Nevertheless, at the end of November Kosovo expelled three agents working for Germany’s BND intelligence service after courts alleged they were part of an effort to blow up an EU office in Pristina supervising Kosovo’s independence. After the blast Nov. 18, which caused light damage and no injuries, Kosovo police arrested three men taking photographs. They turned out to be BND officers.

Germany acknowledges the three men are BND agents, and said they were innocent. BND officials have said they should have sent an intelligence officer with a diplomatic pass — and thus diplomatic immunity. Beyond this, German officials say they did nothing wrong.

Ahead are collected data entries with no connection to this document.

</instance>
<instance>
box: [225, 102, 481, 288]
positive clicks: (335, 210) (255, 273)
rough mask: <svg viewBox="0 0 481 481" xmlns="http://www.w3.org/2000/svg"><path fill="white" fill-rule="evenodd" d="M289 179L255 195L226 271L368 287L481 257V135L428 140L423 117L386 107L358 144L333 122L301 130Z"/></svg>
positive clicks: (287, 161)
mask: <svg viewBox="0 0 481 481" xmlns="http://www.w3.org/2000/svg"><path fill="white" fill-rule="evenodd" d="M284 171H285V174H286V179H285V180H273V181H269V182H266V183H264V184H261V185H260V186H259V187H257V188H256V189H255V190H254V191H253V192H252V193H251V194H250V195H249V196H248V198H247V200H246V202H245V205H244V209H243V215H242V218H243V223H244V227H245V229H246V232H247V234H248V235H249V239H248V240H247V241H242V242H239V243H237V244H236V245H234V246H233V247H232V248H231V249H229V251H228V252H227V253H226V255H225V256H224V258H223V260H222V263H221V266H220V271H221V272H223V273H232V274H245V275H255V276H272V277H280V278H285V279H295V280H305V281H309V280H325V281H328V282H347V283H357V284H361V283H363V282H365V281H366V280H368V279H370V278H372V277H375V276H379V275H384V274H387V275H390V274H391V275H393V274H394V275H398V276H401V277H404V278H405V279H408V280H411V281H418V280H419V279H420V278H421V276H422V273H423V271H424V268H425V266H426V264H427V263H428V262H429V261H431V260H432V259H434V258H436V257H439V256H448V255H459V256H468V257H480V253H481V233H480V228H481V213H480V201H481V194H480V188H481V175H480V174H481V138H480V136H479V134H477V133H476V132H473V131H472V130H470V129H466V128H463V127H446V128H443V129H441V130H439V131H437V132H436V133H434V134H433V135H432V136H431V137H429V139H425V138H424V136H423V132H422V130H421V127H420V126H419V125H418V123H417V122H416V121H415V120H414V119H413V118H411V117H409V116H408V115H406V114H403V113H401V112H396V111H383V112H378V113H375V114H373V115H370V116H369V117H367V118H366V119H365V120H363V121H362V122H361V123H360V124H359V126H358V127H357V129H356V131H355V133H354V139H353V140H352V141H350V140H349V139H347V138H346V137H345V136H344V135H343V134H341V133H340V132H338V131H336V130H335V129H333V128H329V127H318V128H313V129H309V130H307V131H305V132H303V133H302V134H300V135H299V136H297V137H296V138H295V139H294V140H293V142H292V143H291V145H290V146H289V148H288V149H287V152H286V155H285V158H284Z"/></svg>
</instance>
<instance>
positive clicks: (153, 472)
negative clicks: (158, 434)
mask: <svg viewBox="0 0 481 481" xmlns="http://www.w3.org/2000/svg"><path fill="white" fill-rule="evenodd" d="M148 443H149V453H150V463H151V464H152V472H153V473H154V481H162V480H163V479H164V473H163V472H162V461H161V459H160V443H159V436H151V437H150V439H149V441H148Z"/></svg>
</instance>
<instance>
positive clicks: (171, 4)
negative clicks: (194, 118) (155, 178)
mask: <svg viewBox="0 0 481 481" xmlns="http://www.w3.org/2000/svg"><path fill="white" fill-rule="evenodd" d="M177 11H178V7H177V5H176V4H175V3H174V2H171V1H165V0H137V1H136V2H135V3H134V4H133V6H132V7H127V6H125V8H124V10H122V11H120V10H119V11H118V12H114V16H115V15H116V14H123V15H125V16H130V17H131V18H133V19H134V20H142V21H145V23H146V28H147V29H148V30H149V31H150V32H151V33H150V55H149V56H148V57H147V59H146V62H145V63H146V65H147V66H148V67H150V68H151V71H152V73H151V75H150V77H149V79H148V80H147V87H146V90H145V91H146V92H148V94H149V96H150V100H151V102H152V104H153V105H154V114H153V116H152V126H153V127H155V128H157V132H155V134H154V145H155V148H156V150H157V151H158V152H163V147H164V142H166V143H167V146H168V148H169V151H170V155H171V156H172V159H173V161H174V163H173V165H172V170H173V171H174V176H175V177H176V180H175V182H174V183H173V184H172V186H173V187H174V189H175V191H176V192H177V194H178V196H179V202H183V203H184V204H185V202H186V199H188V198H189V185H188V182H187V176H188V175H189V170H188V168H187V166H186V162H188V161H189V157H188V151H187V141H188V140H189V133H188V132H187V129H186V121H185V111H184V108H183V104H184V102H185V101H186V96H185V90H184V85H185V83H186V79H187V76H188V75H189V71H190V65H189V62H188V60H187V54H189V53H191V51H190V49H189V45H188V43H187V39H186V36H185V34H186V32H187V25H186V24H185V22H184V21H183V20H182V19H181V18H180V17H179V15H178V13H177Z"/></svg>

However, the BND has been critical of the Kosovo government, producing a 2005 report to the German government that accused Kosovo’s leaders of links to organized crime and extremism. That has led to speculation in German political circles and in the media that the agents were arrested in revenge for the report.

In the BND report, a copy of which was reviewed by The Wall Street Journal, Kosovo Prime Minister Hashim Thaci is linked to paramilitary groups, cigarette smugglers, extortion rackets and drug dealers. The report details connections among the ruling elite to Islamist militants who helped Kosovars, who are mostly Muslims, to fight in a guerrilla war against Serbian forces.

Similar allegations have been circulated by Serbia. But the charges have more credibility coming from Germany, which took a lead in securing international recognition for Kosovo’s independence and is Kosovo’s second-largest foreign-aid donor, behind the U.S.

Kosovo officials say the allegations against Mr. Thaci in the report and any links between the report and the BND agents’ expulsion are unfounded. “These charges are pure speculation and the issues are not linked,” says Memli Krasniqi, the prime minister’s spokesman. “The government’s position was that [the bombing] is an issue that shouldn’t be politicized and should be investigated by the legal authorities. We stayed completely out of it.”

– Almut Schoenfeld contributed to this article.